Lately, in my personal Bible reading, I have been working my way through the book of Acts. The book of Acts is the story of the beginning of the church. I’ve been amazed and reminded of the miraculous events that took place in the life of the church.
The miracles start right away in the first chapter of Acts as the disciples witness their rabbi, Jesus, ascend into heaven. At the time the church was a very young movement.
The church was a group that did not have a lot of credibility in the eyes of its culture, yet that did not stop it from being bold.
As this group began to come together, its critics wanted them stopped. The critics could see that this movement could get out of hand and could potentially become very hard to control at a later time.

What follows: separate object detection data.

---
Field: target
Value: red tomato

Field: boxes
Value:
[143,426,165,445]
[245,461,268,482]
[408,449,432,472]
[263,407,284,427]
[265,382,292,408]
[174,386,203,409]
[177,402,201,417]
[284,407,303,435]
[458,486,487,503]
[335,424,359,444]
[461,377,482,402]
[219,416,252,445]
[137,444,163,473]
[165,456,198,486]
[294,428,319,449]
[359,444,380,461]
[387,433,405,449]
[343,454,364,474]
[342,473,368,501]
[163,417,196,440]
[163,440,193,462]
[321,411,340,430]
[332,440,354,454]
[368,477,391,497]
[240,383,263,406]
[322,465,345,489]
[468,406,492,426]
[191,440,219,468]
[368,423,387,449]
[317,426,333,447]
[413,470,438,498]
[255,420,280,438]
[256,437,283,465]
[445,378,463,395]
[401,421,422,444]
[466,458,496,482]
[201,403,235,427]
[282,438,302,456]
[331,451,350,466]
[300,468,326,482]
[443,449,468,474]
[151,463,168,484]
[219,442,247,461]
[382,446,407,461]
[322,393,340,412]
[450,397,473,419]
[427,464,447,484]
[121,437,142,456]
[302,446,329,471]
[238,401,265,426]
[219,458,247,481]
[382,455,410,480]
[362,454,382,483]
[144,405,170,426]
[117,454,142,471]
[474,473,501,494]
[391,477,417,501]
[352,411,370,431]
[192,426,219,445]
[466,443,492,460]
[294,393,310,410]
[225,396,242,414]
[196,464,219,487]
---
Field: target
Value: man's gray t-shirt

They wanted this movement shut down, and quickly.
One of the early church’s most ardent opponents was a man by the name of Saul. Saul would do anything to see that the message of this group known as Christ followers was silenced.

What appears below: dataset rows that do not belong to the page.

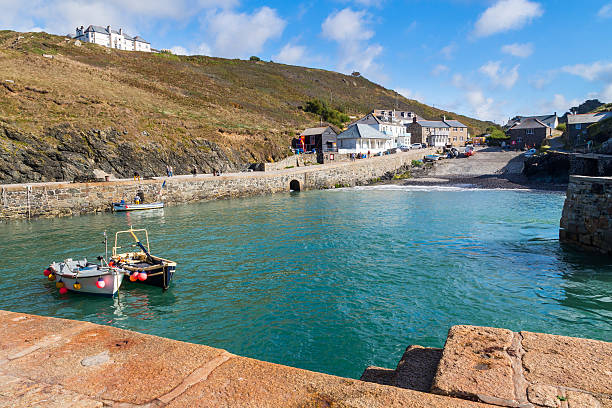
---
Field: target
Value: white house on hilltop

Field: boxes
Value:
[74,25,151,52]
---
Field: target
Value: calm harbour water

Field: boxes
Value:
[0,186,612,377]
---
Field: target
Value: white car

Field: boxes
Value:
[524,149,538,157]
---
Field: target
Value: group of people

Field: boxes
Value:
[351,150,370,161]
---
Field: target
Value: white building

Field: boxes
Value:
[351,111,410,148]
[74,25,151,52]
[338,123,394,154]
[372,109,421,125]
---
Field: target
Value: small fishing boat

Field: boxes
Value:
[111,227,176,290]
[44,257,125,296]
[113,200,164,211]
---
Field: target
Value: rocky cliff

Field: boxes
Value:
[0,31,489,183]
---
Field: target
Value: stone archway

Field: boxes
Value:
[289,180,301,191]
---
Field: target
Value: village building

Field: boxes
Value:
[504,112,559,130]
[291,126,338,153]
[444,118,469,147]
[372,109,419,125]
[406,117,450,147]
[350,113,410,148]
[567,112,612,147]
[74,25,151,52]
[507,118,552,148]
[338,123,394,154]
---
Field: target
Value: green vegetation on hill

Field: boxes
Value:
[304,99,351,128]
[0,31,491,182]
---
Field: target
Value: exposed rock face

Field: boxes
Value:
[0,125,246,183]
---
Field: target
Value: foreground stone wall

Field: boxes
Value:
[559,176,612,255]
[0,149,432,219]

He had many killed for spreading the message that Jesus had risen from the dead, but something happened to Saul that altered his life’s calling.

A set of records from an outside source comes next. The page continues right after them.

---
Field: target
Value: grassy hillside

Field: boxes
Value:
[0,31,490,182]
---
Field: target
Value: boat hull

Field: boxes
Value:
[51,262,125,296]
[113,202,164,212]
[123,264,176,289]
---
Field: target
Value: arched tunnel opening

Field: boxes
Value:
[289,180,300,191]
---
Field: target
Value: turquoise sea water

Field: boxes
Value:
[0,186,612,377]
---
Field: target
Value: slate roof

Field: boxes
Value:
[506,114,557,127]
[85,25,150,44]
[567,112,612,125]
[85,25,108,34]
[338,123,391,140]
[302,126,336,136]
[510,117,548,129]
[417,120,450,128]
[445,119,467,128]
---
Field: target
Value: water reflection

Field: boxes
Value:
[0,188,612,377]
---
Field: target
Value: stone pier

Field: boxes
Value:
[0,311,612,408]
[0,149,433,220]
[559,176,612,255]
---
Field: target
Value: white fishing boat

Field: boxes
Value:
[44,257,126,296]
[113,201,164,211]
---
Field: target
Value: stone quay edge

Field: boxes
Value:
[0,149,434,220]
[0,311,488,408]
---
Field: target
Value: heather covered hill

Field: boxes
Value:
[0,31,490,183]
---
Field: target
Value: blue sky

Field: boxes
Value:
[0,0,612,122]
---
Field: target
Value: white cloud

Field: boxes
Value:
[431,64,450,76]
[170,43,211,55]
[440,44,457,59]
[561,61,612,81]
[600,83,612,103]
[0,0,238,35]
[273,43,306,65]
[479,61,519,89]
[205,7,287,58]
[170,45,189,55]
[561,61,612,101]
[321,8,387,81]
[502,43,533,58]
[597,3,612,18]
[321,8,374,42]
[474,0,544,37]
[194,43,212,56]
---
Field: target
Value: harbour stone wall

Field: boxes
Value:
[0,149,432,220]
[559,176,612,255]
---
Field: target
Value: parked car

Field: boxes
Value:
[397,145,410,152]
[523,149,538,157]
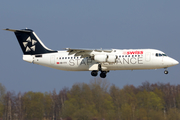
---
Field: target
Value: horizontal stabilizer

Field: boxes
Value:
[3,28,33,32]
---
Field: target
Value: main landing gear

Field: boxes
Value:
[91,64,109,78]
[164,70,168,74]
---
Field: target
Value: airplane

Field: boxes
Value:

He had an encounter with Jesus.
Jesus called Saul to proclaim the good news of Jesus’ love. Saul became known as Paul. Paul turned from persecuting Christ followers to becoming one of them. Paul then began to spread the message of Jesus instead of trying to squelch it.
So this movement continued on, but not without resistance. This movement grew despite the fact that what it was teaching was often countercultural.
This movement expanded despite the fact that people did not originally understand what was being taught. Paul and others had to understand the culture they were speaking to. He had to find a way to connect with them.
This is the challenge for those who are Christ followers today. We must learn to find ways to engage our culture. Once we learn to engage with today’s culture, then we will be able to share with people the gospel message that Jesus Christ loves them, died for them and wants to have a relationship with them.
Acts 17 records Paul speaking to three different groups. One of the groups he spoke to was a crowd in a city called Athens. The city of Athens worshiped many different gods.
Here is what Paul had to say to them in Acts 17, verse 23: “For as I walked around and looked carefully at your objects of worship, I even found an altar with this inscription: to an unknown god. So you are ignorant of the very thing you worship — and this is what I am going to proclaim to you.”
Paul was able to recognize what was going on in the city. He noticed what had their attention, their gods. So he asks them, “What if I could tell you about this unknown God, what if I could tell you his name, would that gain your interest?” He started to tell them about Jesus. He was able to recognize, right away, where they were as a people with regard to their spirituality. He began to tell them story of God from creation all the way to the resurrection of Jesus.
I believe what happened in the book of Acts is relevant for those who call themselves followers of Jesus today. The movement started out strong but soon had to adapt the methods it used to tell others about Jesus.
We live in a culture much like that found in Athens. People worship a lot of different gods: money, popularity, sexuality, independence, and the list goes on. So as Christ followers tell people about Jesus, we often have to start from the beginning. Start with the creation story and work toward the resurrection. We must use new methods to once again tell the unchanging message of gospel, the good news!
As we seek to once again tell the old, old story in new ways there is always the danger of reflecting culture instead of influencing it. That is the tension, reflecting versus influencing, the first followers of Christ faced. Those who are following Jesus in 2015 face the same tension. We must not reflect culture but understand it so we can tell others about Jesus in a way that makes sense to them.
There are many people today who do not know much about the story of Jesus. Recently an Episcopal priest was asked, “What is that guy doing up there on the plus sign?” (James Emery White, The Rise of the Nones). It’s time we tell those who ask such questions in a way that will be meaningful to them. Tell them in a way that draws them to the love of Christ.